Strongly correlated materials include lanthanide and actinide heavy Fermion materials, transition metal oxides, high-temperature superconductors and highdensity ferromagnets. These highly intricate materials display different characteristics at different levels, or length scales.

“Our goal is to develop computational methods that separate a material’s correlations by length scale,” Dr. Jarrell said. “These algorithms will enable physicists, for the first time, to accurately study the complex interactions of strongly correlated materials.”

At the smallest length scale, they are looking at atomic particles, such as electrons, where a change in the electrical or magnetic properties of one single electron, at one point in time, will affect a neighboring electron’s electrical or magnetic behavior. These short length scales are considered “strongly correlated,” and are calculated by numerically exact Quantum Monte Carlo simulations.

The second segment evaluates the material at the other end of the spectrum, where the interaction between particles is weak. Physicists have long used a mathematical approach called dynamic mean field approximation to evaluate these “long length” scales.

It’s the space in the middle, the intermediate length scales, that could break open investigations of strongly correlated materials. Before, it was mathematically overwhelming to evaluate the collection of 10 or so atoms. Because of a variety of factors, the equations that looked at the interactions of this missing middle quickly scaled off the charts — it would have been impossible for even the most advanced supercomputers to crunch the numbers in a realistic timeframe.

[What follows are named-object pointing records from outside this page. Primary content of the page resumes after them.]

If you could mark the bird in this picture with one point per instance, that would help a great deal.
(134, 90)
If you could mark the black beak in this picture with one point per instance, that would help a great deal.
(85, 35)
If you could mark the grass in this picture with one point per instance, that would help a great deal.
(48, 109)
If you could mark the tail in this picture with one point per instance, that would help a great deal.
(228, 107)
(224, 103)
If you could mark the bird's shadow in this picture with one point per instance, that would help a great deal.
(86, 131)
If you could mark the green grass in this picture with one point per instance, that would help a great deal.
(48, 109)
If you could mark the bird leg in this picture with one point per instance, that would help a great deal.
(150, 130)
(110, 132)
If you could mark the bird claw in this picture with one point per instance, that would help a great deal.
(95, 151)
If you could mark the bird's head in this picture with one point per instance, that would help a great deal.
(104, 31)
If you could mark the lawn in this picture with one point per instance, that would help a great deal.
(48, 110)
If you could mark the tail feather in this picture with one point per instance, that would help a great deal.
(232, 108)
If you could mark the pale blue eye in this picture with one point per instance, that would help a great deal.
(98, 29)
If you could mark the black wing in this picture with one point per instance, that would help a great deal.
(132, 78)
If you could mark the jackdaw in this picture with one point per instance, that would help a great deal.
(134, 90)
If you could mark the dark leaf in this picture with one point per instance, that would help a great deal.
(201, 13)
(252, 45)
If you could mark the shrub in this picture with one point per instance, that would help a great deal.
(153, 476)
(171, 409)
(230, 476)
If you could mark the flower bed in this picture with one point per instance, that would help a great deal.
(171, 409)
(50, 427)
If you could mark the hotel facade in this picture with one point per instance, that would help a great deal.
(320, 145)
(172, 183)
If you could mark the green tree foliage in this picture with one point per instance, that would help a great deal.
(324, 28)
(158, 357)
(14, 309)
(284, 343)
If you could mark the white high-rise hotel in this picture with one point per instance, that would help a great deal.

However, today’s trend toward petascale computing, combined with new mathematical equations and codes, holds the promise of fundamental discovery in the study of complex correlated materials. To evaluate the intermediate length scales, Dr. Jarrell and his team are tapping the power of massively parallel supercomputers by using a Feynman diagrammatic approach called the “parquet equations.”

“Our approach, from the treatment of the correlations at intermediate length scales to the integration of the three length scales, is completely new,” Dr. Jarrell said. “Resources at the Ohio Supercomputer Center have helped us both qualify and quantify the method. The codes we are developing will allow us to take advantage of the next generation of supercomputers, where the use of ten thousand processors — or more — will be common.